Le réalisateur français Pete Travis ne vous dit peut-être rien, et pourtant... c'est bien lui qui est à l'origine de la ré-suscitation au cinéma du personnage de Judge Dredd, dix sept ans après une première réalisation avec Sylvester Stallone jugé plutôt décevante. Si certains pourront déjà se réjouir de voir enfin une adaptation quelque peu fidèle aux comic-books d'origine, d'autres regretteront à coup sur le résultat final. Blockbuster à demi-teinte ou une honnête série B ? Question de point de vue.
A Mega City One (métropole des Etats-Unis), le maintien de l'ordre est sous la responsabilité d'une police urbaine appelée communément des Juges. Parmi eux, le Juge Dredd, l'un des Juge les plus emblématique, se voit confier une jeune recrue, la Juge Anderson qui pour sa première intervention va devoir affronter un univers barbare contrôlé par Ma-Ma, ancienne prostituée devenue baronne de la drogue et.... c'est tout ! Inutile ici de s'attendre à une intrigue très développée, celle-ci étant quasi inexistante, « Dredd » ne s’embarrasse finalement pas d'explication sur l'origine des personnages, ou encore le développement de son univers, même pas une once de psychologie. Non ! Vraiment, à peine quelques secondes en guise d'introduction à travers une voix off pour nous présenter le contexte du film s'appuyant sur quelques plans larges, sinon rien d'autre que deux Juges aux méthodes musclées qui se lancent à l'assaut d'un vaste trafic de drogue. Pour couronner l'ensemble, Pete Travis et Alex Garland (scénariste) font le choix d'enfermer leurs personnages dans un immeuble en béton, aux décors souvent sombre et monotone, symbole d'une réalisation en manque de consistance. Mais soyons honnête, pouvait-il en être autrement avec un budget modeste annoncé de 45 millions de dollars ? Une restriction budgétaire qui se fait notamment ressentir lorsque Pete Travis laisse s'exprimer de lourdes mitrailleuses rotatives, transformant un mur en gruyère. Une scène explosive mais aux effets numériques malheureusement horrible qui frôle le ridicule pour une réalisation d'aujourd'hui. A cela s'ajoute quelques ralentis parfois maladroits, souvent trop en couleur flashy, utilisé principalement pour simuler les effets de la drogue et aussi pour ajouter du temps à un film relativement court (1h35). Pourtant malgré ses défauts, « Dredd » fait preuve de nombreuses bonnes intentions de la part de ses scénaristes, impliqués notamment dans une volonté de respecter un peu plus que leurs prédécesseurs, le comic-books d'origine. Ainsi, l’œuvre de Pete Travis se veut moins décalée, plus violente et le personnage de Dredd beaucoup plus fidèle (plus charismatique – il n’enlève jamais son casque – plus froid, plus impitoyable, presque inhumain).
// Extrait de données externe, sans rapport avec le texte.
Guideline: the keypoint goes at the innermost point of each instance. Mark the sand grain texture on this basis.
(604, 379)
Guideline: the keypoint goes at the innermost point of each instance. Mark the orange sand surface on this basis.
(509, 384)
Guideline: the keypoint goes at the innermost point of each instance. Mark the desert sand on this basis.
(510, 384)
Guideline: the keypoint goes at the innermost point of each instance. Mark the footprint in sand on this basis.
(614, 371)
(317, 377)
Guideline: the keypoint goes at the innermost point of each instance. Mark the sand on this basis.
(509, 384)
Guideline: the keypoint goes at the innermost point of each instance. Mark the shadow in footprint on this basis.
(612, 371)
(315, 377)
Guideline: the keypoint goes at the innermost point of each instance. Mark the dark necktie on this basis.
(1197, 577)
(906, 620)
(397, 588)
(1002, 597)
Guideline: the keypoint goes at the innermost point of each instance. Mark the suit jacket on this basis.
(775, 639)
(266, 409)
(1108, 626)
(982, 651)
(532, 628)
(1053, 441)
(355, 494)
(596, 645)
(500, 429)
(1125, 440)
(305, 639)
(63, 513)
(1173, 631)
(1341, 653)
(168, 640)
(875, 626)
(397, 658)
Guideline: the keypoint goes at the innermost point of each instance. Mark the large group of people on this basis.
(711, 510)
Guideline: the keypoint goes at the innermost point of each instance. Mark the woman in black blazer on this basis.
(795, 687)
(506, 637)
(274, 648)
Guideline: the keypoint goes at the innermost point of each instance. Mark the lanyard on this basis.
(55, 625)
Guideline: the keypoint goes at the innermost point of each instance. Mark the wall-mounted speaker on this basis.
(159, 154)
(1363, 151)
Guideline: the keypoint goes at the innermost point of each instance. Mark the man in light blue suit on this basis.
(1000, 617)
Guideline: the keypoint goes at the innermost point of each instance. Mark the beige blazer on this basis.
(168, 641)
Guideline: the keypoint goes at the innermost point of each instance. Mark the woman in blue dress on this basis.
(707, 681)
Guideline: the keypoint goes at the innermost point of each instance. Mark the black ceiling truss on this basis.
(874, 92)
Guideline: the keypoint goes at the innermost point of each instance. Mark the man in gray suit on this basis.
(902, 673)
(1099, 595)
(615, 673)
Évidemment, la présence de l’inattendu Karl Urban dans la peau du Juge Dredd n'est pas anodine à la réussite du personnage. L'acteur Néo-Zélandais réalise une prestation remarquable. Tout en gueule, il réussit l'exploit d'avoir autant de prestance si ce n'est plus que Sylvester Stallone en 1995. On regrettera seulement le manque d'intensité dans l'affrontement final entre Dredd et Ma-Ma (Lena Headey) bien trop vite expédié, au point que l'on ne retiendra au final aucune séquence vraiment mémorable. Toujours côté casting, Olivia Thirlby (Juge Anderson) et surtout Langley Kikwood (Juge Lex), eux s'en sortent avec les honneurs.
Finalement, Pete Travis et Alex Garland auront tout de même réussi aux yeux de beaucoup, à redonner un peu de dignité à ce Juge Dredd, mais force est de constater qu'un travail un peu plus conséquent nous aurait très certainement proposé autre chose qu'un simple divertissement.